Can you imagine eating just one type of food every day? Or eating only plain salad with protein powder to supplement your other dietary needs? What if all you ever ate was chocolate cake (yum… maybe for the first few days anyway!) or just lived on apples… As you can imagine, you would only be excited about your meals for a day or two before even the tastiest foods would look dull. Not to mention how unbalanced your diet would be to only have one source of sustenance!

Horses GrazingHorses are very much like us. They love having variety in their meals. I like to offer my horses a selection of foods. This allows them to balance their dietary needs and also makes mealtime more interesting. If I have a horse that is a picky eater, this is often a sign of a major mineral imbalance in their diet. If I adjust his diet, I often see the picky eater become more interested in other food options.

A major way to offer your horse variety is to have free choice minerals available in their living area. I always offer salt in both white and trace mineral forms. My horses do well on the blocks designed for cattle, but some horses prefer loose salt. Offer both to your horse for a few weeks and see which he prefers.

I also offer a trace mineral feed called izmine, which offers over sixty trace minerals in one supplement. In addition, I offer two ratios of calcium and phosphorus. One is 1:1 and the other is 2:1 calcium to phosphorus. This allows my horses to nibble on either ratio to reach their preferred 1.5:1 ratio depending on the levels they are eating through their forage. Usually offering these four mineral supplements is enough to help my horses to balance their daily forage intake and also allows them to self-adjust for any change in their diets.

Horses that are missing nutrients in their diet crave particular minerals or herbs and eat huge amounts of them until they finally reach saturation. Offer the free choice mineral in adequate supply each day to help the horse get what it needs. Then after the horse stops gobbling it down, offer a smaller amount–just in case they still need it.

Free choice minerals do need to be kept out of the weather, so put the feeders inside a covered run or other shelters.
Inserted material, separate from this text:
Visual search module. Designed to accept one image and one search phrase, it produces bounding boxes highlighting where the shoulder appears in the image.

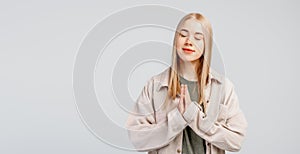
[145,67,171,90]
Many horses love exploring new tastes, textures, and flavors.If you are a fan of treating your horse, why not offer variety in the treating process? If you can offer different hays (even just a bale or two), switch out some of the offerings in the grain bucket. You can also give several different forms of treats to your horse as a reward or a gift. You will see that your horse will be much more interested in what is being served.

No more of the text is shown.